To offer help, leadership, love, we need to think honestly and sincerely about what our audience needs. Sometimes people do not realize what they need. They may be misinformed, or they may not be aware of proper solutions. In these cases, we can help them by teaching them.

Leadership is simple, but not easy

It’s nothing more than seeing a destination, plotting a path, and pulling people one step toward it. It can be slow and thankless work at times, but you know it’s right and that’s all that matters.

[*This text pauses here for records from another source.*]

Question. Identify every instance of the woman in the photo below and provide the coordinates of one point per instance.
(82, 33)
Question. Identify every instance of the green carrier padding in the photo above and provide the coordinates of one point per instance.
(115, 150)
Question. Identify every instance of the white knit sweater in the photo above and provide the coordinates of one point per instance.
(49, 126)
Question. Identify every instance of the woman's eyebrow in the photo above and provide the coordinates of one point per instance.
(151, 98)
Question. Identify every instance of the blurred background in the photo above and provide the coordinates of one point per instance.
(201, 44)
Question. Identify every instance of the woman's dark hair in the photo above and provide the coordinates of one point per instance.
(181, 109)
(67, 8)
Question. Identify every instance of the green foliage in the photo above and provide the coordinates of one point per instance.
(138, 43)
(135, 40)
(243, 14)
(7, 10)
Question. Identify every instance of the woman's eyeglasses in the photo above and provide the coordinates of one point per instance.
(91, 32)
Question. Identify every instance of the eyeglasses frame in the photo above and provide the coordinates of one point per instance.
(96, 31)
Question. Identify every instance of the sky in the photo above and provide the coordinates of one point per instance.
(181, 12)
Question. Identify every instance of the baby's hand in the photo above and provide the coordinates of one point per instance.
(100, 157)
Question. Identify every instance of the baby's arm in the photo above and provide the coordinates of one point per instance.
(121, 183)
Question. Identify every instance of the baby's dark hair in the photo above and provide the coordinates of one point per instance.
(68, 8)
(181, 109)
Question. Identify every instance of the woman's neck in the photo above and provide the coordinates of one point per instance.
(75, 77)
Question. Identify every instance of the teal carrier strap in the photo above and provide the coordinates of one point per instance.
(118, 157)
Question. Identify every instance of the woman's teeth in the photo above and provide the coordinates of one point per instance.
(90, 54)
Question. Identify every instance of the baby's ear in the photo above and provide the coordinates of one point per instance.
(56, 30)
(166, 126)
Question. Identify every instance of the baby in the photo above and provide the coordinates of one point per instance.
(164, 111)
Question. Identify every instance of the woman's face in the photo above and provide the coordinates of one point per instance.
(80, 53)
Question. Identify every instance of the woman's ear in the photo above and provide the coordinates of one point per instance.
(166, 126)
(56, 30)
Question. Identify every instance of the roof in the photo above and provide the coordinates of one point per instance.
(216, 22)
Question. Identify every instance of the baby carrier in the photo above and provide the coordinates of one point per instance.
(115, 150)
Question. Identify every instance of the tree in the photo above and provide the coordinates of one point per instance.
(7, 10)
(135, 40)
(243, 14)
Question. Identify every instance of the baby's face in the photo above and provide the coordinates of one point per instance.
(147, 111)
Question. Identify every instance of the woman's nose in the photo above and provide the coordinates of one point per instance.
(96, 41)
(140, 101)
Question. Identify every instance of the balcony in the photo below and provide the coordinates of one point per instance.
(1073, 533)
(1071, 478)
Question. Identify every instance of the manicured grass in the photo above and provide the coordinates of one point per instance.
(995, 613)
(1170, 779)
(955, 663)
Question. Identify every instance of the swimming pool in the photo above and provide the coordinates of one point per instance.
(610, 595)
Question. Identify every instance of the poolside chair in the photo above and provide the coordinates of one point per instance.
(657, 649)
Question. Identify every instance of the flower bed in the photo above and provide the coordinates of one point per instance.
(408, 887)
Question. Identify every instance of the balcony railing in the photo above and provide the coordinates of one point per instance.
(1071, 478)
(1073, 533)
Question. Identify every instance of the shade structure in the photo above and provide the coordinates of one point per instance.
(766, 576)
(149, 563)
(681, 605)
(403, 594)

<rant>I want to say a special word about morality and ethics. Not to get on a high-horse and be judgmental here, but in my opinion we need to try our best to help people see the best of humanity. And we ought to be brave enough at least to practice standards we believe even when (or especially when) others seem to abandon principle for profit. Better to have ‘less’ with a peaceful conscience than ‘more’ with guilt. </rant>

This may sound all philosophical, but it should be practical: If you can provide better options, upgrade them!

Sometimes people are not ready to take steps though. They need to see that it will work and that they can trust you to tell them about it. Just plant the seed and let it work on their mind a little. Give them time to realize the importance of your product or service. Just be sure you accurately communicate both the problem they have and the solution you provide.

You’ve got this!

There’s an obvious difference between “simple” and “easy”, and this work is not easy. But if you keep things simple, and if you do these three things day after day, you will eventually accomplish your goals. The key to success is finding ways to help make other people successful. One step at a time builds a strong, lasting bond with your audience.